Advertisement

Richard Wilbur named poet laureate

WASHINGTON -- Richard Wilbur, a Pulitzer Prize-winning poet and translator, will become the nation's second poet laureate in September, Librarian of Congress Daniel J. Boorstin announced.

Wilbur, 66, succeeds Robert Penn Warren in the post, which is a one-year appointment beginning early this fall. It also includes being consultant in poetry at the library -- a position created 50 years ago and occupied by poets such as Robert Frost and Stephen Spender.

Advertisement

A former professor at Smith College, Wilbur won the National Book Award and the Pulitzer Prize for Poetry for his book, 'Things of This World,' published in 1956.

Boorstin described Wilbur Friday as 'a poet for us all, whose elegant words brim with wit and paradox. He is also a poet's poet, at home in the long tradition and traveled ways of the great poets of our language,' he said. 'His poems are among the best our country has to offer.'

Wilbur is widely known for his translations of the French playwright Moliere's 'Le Misanthrope' and 'Tartuffe,' winning the 1963 Bollingen Translation Prize for the latter.

Wilbur, who lives in Cummington, Mass., also wrote the lyrics for Leonard Bernstein's musical version of Voltaire's 'Candide.' Playwright Lillian Hellman collaborated on the comic opera.

Advertisement

As a poet strongly influenced by the dominant school of New Criticism, which included Penn Warren, Wilbur's poetry seeks to ride what he once called the 'difficult balance' between extremes.

His poetry is often a kind of running controversy between abstraction and 'the opulent bric-a-brac earth' as expressed in his 1950 poem, 'Epistomology': Kick at the rocks Sam Johnson, break your bones: But cloudy, cloudy is the stuff of stones. We milk the cow of the world and as we do We whisper in her ear, you are not true.'

'It is respect for reality which makes a necessity of artifice,' Wilbur once wrote.

Critic James E.B. Breslin said Wilbur's first book, 'The Beautiful Changes,' published in 1947, established Wilbur along with Robert Lowell as one of 'the' younger poets.

Much of his work, Wilbur has said, can be 'understood as a public quarrel with the aesthetics of Edgar Allan Poe' and Poe's desire for absolute beauty.

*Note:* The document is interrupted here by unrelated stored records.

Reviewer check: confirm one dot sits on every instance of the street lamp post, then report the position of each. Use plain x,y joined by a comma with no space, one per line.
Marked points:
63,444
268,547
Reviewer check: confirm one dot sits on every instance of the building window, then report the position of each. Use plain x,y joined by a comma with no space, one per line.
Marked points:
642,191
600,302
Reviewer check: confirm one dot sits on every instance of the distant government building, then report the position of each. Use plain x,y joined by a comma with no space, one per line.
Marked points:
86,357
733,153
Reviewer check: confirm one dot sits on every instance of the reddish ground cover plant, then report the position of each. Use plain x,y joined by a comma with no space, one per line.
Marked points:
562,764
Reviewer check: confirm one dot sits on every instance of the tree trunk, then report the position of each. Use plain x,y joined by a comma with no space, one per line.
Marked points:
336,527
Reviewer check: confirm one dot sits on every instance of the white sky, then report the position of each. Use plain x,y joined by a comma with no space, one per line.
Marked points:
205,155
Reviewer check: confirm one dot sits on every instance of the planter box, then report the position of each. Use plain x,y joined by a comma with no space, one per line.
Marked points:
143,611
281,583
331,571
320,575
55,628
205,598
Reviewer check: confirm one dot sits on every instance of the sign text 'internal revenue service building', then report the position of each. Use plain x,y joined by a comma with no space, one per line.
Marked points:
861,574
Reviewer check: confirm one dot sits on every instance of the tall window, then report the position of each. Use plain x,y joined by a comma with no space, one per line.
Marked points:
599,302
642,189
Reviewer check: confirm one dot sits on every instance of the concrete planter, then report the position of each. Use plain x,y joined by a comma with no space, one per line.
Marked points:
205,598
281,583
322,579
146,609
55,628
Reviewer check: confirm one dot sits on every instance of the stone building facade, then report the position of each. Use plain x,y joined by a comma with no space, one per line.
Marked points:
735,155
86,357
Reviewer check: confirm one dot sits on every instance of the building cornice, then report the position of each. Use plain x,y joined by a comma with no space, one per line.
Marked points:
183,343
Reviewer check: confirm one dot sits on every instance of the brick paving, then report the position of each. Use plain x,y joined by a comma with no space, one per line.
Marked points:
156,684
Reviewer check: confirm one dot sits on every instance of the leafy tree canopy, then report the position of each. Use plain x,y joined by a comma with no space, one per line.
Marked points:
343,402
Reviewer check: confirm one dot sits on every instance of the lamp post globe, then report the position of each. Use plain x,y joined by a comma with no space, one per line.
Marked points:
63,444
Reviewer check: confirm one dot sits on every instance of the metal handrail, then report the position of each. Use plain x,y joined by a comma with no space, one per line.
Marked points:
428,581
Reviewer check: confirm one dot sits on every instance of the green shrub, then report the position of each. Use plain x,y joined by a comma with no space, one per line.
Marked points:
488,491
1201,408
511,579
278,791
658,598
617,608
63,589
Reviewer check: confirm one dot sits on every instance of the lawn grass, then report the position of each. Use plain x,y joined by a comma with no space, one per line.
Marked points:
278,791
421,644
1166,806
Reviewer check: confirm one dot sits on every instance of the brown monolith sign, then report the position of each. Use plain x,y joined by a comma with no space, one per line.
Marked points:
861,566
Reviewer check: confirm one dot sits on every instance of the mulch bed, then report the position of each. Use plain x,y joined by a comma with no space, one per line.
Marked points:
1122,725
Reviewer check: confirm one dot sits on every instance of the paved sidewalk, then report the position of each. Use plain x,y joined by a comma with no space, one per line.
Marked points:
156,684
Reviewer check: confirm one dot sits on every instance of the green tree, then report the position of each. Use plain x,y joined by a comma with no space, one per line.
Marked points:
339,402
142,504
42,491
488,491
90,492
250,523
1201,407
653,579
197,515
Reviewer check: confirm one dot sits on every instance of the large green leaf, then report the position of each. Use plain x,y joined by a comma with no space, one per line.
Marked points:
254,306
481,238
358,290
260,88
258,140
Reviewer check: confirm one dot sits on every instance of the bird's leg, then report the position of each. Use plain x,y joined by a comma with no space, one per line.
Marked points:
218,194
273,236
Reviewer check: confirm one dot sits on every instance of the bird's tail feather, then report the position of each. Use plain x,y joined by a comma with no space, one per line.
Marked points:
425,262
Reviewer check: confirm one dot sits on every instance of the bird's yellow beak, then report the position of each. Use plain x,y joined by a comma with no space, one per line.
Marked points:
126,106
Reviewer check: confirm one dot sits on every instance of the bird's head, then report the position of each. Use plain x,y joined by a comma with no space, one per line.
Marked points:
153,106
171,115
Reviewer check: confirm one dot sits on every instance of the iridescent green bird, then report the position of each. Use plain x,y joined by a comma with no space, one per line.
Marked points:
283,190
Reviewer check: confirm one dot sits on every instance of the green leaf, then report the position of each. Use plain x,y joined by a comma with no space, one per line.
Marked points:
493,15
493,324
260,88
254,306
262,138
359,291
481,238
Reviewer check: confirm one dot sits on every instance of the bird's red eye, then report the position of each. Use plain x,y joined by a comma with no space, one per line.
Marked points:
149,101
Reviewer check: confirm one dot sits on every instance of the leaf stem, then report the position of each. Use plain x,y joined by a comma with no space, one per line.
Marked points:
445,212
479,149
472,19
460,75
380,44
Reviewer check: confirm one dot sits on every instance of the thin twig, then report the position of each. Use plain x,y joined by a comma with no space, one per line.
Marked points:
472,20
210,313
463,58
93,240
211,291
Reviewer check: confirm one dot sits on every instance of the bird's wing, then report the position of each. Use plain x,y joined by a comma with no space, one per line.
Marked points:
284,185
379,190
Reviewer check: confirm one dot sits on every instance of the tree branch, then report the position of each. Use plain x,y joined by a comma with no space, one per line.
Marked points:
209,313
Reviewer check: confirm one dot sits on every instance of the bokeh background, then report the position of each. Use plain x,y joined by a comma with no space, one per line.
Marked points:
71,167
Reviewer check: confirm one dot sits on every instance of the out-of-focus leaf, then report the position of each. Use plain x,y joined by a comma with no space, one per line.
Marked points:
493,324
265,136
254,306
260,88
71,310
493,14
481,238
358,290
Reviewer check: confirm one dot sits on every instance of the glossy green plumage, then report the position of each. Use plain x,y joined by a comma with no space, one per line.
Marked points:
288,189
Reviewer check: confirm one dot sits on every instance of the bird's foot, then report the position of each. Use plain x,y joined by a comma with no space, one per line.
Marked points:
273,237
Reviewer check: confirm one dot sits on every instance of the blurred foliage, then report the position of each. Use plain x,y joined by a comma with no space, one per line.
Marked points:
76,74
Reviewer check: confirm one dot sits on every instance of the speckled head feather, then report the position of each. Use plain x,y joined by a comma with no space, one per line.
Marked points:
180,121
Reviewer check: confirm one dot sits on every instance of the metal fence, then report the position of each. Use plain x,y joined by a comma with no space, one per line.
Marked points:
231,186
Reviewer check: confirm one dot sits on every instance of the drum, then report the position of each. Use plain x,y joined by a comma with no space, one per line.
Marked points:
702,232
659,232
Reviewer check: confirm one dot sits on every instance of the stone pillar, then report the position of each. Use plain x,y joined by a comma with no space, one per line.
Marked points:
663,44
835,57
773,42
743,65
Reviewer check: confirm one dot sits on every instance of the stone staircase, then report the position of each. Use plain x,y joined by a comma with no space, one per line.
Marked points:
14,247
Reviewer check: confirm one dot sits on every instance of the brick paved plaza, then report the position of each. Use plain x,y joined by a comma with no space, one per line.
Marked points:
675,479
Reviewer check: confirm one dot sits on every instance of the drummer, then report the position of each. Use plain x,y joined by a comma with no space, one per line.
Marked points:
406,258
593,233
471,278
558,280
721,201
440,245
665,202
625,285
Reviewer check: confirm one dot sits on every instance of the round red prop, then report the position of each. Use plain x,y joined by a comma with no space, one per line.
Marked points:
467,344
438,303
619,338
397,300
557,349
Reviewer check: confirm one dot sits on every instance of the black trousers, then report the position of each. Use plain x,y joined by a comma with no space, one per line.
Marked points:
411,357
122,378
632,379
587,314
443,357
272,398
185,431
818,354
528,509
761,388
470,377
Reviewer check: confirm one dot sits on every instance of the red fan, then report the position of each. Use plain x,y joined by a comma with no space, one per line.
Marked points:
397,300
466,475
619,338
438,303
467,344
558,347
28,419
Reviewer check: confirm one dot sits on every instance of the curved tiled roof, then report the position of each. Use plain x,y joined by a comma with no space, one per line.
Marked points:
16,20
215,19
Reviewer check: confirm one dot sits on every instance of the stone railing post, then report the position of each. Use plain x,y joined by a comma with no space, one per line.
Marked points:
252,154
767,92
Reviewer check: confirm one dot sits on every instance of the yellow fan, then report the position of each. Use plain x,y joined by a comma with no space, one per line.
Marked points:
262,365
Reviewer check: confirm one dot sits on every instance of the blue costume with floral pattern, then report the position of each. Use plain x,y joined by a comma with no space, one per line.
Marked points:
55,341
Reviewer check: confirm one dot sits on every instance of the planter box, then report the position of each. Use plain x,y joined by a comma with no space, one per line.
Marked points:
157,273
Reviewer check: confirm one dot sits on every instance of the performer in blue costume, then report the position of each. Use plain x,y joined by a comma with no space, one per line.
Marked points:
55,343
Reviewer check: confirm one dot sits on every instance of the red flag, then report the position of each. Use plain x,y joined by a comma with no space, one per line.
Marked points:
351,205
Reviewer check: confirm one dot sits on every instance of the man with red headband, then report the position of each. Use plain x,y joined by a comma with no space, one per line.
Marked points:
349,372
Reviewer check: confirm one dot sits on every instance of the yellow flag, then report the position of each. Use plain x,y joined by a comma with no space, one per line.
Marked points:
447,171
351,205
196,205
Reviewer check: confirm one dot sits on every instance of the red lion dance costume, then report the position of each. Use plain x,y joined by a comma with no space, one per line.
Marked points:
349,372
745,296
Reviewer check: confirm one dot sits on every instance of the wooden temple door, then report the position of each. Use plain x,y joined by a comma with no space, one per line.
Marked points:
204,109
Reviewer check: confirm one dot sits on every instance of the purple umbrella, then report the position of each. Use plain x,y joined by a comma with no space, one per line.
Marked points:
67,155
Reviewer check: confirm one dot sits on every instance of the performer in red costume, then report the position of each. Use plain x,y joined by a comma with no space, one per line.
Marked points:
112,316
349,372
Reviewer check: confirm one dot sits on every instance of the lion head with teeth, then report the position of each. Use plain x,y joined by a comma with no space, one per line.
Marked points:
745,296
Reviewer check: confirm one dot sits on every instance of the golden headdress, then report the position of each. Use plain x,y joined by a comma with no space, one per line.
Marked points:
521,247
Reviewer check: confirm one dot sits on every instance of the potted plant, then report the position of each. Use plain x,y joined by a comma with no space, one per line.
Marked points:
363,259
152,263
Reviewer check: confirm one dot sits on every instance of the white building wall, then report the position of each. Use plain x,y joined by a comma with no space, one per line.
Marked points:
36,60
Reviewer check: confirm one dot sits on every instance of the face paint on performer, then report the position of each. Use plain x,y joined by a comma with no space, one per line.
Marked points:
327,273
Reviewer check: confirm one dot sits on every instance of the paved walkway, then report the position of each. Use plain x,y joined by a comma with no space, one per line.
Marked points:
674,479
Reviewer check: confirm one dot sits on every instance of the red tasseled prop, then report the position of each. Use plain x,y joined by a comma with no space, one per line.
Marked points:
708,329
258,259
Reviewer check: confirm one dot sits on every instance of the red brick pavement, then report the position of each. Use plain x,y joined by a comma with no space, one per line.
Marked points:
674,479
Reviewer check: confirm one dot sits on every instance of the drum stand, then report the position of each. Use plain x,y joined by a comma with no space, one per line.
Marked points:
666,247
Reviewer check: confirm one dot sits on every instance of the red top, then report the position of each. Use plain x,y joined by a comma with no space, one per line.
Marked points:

Wilbur graduated from Amherst and Harvard, and served in World War II between degrees with the 36th Infantry at Cassino and Anzio in Italy, and along the Siegfried Line in Germany.

His other works include 'Advice to a Prophet,' (1961); 'The Mind Reader,' (1976); and 'Seven Poems' (1981); 'The Whale and Other Uncollected Translations' (1983); 'Opposites' (1973); and other poems for children.

Advertisement

Wilbur's awards include the Bollingen Prize for Poetry in 1971, the Guggenheim and Ford Foundation fellowships, and the Prix de Rome of the American Academy of Arts and Sciences, of which he was president from 1974-76.